The imprisonment of Pastor Andrew Brunson also continued, with extravagant allegations that he was a leader in the 2016 coup attempt and is a member of the Islamic Gulenist network. Some Turkish newspapers went so far as to imagine he was the head of the CIA in Turkey. Continue to pray for him, as many believe that he is being held as a bargaining chip for Turkish-American relations.
As for the historic new development: this month, Kurds in Northern Iraq are set to vote for independence. Since the invasion of Iraq in 2003 by the US and its allies, the Kurds have achieved semi-autonomous status as the Kurdish Regional Government, and have been pushing for independence. Previous attempts have been thwarted by the area’s dependence on the Baghdad government for funding for public sector workers. Kurds are also bitterly divided politically, some groups opposing this referendum as they see it as only strengthening the power of the ruling KDP party in a new, emerging Iraq.
Neither the central Iraqi government, nor the regional countries apart from Israel, nor international actors such as the UK and US, have welcomed the referendum. All see it as a mis-timed attempt. There are also worries over a potential crisis in the disputed oil-rich Kirkuk area. Kurds want to incorporate it despite it not having a Kurdish majority. The outcome of a referendum is likely to be a strong “yes” to independence, but how this will unfold is very uncertain. Christians – many of them displaced after fleeing IS – are worried over possible future conflict between the Kurdish Regional Government and Baghdad.

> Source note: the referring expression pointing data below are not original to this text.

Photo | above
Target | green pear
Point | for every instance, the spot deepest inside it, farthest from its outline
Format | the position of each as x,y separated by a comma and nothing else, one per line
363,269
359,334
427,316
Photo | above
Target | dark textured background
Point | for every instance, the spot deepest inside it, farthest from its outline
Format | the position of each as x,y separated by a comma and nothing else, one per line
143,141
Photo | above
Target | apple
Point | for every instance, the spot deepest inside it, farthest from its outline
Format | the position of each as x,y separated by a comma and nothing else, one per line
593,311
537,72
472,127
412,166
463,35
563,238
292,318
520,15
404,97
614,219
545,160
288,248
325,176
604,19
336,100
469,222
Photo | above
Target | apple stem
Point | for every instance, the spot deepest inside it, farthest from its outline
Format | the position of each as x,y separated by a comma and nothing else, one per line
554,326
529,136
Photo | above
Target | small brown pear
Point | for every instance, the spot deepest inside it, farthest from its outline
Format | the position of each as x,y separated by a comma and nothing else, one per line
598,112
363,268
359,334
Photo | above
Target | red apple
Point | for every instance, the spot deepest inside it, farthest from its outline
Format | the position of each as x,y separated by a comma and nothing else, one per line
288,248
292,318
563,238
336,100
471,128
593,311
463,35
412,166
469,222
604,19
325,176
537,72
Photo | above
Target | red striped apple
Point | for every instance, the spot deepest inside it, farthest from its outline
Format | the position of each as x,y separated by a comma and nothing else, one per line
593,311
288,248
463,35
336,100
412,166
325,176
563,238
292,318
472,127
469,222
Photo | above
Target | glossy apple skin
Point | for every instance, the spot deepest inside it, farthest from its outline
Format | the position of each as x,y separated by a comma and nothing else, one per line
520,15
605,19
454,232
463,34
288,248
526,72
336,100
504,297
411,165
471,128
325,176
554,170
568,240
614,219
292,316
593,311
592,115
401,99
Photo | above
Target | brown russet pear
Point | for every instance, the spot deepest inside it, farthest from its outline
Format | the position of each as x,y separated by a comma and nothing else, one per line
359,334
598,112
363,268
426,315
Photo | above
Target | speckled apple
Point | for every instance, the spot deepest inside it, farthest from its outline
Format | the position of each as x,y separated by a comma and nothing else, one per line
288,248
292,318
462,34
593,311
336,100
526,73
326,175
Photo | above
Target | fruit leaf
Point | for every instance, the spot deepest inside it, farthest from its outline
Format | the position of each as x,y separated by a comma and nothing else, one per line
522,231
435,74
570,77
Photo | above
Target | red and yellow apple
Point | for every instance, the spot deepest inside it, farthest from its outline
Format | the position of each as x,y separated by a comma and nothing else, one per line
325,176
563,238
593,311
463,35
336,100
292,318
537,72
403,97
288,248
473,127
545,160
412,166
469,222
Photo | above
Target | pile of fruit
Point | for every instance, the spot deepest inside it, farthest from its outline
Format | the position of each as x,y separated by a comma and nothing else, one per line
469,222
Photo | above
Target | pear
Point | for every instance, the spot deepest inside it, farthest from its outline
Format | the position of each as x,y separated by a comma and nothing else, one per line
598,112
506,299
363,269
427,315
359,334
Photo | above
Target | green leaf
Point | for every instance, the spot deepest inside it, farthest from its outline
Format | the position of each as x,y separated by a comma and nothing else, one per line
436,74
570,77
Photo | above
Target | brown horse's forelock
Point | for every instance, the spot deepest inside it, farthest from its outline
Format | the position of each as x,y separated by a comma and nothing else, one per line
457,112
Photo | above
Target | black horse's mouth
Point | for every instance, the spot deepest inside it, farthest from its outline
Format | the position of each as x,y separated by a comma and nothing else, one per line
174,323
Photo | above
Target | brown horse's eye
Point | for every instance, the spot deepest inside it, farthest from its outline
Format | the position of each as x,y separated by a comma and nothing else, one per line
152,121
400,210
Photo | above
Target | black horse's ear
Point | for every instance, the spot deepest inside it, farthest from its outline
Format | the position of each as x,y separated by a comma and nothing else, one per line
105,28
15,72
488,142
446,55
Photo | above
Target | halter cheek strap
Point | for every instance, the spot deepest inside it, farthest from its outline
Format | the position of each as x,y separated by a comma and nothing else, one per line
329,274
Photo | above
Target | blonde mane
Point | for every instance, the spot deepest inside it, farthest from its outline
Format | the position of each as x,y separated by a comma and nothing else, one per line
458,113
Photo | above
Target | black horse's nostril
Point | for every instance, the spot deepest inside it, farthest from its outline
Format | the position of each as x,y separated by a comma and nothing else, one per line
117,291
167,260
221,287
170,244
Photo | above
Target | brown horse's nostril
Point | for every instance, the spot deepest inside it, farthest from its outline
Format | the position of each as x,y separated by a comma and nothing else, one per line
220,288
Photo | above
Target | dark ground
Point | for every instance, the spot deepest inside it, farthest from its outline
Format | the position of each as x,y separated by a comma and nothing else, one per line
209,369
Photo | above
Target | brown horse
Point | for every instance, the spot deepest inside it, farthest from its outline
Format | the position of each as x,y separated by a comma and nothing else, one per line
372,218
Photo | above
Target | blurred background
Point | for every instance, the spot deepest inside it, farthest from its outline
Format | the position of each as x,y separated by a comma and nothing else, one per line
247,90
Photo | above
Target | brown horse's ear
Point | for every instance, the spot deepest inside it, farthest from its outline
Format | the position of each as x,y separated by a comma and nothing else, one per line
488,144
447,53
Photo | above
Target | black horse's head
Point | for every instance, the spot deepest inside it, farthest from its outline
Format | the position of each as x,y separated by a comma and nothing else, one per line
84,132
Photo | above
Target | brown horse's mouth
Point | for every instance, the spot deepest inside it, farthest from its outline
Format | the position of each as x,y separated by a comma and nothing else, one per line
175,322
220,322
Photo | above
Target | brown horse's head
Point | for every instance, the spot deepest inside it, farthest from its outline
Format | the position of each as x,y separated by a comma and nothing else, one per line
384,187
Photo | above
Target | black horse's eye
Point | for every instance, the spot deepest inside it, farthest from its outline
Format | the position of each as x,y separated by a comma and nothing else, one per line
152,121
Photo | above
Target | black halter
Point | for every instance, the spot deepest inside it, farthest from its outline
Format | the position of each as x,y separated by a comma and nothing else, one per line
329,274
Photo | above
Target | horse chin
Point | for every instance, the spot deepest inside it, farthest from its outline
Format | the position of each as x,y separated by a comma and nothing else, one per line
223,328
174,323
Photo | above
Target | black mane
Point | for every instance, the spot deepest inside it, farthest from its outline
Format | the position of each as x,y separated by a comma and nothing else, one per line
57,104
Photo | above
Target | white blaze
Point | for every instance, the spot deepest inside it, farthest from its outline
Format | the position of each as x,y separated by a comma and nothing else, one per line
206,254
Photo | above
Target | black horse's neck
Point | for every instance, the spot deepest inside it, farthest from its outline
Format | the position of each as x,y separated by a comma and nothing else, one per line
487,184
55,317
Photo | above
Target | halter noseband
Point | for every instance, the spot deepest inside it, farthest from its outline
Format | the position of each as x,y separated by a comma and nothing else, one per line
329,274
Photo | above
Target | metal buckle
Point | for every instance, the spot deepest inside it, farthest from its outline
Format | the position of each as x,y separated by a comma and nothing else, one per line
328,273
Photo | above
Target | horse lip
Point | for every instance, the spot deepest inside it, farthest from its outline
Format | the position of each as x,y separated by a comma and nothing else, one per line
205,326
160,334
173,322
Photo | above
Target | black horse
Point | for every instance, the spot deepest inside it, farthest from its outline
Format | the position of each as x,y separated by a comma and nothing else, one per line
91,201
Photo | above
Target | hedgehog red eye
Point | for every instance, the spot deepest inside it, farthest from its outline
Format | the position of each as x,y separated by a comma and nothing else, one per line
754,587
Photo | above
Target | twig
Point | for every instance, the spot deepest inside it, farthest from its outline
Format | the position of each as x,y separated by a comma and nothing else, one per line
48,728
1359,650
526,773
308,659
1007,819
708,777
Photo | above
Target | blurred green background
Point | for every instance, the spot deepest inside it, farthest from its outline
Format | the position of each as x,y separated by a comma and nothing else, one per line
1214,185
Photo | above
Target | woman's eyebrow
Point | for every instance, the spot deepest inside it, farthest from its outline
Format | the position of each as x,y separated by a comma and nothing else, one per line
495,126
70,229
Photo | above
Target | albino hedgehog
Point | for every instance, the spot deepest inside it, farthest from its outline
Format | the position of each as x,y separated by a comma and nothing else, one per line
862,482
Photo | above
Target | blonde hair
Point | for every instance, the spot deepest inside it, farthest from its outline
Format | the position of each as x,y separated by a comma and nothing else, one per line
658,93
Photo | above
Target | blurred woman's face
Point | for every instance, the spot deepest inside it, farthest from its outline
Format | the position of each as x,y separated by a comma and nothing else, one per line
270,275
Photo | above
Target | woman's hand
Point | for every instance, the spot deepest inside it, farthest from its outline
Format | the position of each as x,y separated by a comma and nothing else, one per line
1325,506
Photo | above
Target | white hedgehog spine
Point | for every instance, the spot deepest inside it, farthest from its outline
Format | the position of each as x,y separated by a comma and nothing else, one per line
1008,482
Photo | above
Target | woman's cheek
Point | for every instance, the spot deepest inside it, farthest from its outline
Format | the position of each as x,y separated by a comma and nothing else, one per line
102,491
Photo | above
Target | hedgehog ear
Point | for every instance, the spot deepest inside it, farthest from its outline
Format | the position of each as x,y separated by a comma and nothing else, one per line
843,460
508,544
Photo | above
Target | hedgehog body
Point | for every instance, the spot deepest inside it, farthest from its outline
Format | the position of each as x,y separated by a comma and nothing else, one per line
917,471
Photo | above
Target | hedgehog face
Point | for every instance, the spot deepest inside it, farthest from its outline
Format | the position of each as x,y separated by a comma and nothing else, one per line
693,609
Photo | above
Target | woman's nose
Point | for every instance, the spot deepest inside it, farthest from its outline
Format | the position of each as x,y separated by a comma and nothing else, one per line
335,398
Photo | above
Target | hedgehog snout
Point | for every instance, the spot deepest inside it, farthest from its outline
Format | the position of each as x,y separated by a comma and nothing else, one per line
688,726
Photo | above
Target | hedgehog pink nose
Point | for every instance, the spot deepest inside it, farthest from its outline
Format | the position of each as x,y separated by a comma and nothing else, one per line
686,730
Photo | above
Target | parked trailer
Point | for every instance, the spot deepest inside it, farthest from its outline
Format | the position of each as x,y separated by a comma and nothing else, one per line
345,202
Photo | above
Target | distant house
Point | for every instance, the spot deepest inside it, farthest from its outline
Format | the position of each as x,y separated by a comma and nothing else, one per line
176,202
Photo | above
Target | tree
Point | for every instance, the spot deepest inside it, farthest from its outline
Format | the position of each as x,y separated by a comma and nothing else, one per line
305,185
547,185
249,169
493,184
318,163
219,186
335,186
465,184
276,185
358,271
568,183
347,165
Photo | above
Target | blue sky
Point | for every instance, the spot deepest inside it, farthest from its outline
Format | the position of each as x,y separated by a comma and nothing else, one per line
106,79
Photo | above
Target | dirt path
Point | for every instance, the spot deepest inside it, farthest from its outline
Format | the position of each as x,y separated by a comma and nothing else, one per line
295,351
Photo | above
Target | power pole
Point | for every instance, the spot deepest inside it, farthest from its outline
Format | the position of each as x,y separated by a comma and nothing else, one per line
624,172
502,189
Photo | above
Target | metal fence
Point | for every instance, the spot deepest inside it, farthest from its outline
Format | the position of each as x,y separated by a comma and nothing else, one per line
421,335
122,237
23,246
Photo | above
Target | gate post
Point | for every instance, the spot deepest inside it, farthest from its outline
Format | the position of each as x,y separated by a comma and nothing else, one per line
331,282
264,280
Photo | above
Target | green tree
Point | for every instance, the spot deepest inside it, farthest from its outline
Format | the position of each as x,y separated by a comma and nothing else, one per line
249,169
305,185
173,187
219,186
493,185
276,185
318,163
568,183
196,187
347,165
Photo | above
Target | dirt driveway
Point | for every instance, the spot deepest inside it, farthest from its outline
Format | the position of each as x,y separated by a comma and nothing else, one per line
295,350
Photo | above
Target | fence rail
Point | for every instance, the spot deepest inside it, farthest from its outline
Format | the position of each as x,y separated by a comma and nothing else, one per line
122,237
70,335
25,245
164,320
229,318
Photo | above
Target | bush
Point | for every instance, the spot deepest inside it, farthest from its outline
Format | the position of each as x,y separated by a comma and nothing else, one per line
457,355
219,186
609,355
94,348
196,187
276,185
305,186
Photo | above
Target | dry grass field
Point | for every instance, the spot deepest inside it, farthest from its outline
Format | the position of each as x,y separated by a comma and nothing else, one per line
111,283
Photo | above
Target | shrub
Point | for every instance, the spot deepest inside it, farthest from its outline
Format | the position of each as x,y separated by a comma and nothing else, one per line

In some positive news from Iraq, Aid to the Church in Need (ACN), reported that another 15,000 Iraqi Christian IDPs will return to their homes in Qaraqosh on the Nineveh Plains. The area was devastated during the occupation by IS and much reconstruction, along with programmes to ensure livelihoods and security, are still needed.
In Egypt, all churches cancelled activities outside regular worship services during July and August, following government warnings of likely terrorist attacks. Thankfully, congregations were kept safe and the restrictions have been lifted. Kasr El Dobara, the region’s largest Evangelical Church, plans to hold the annual One Thing youth convention – usually attended by thousands – from 21-23 September. Please pray for this.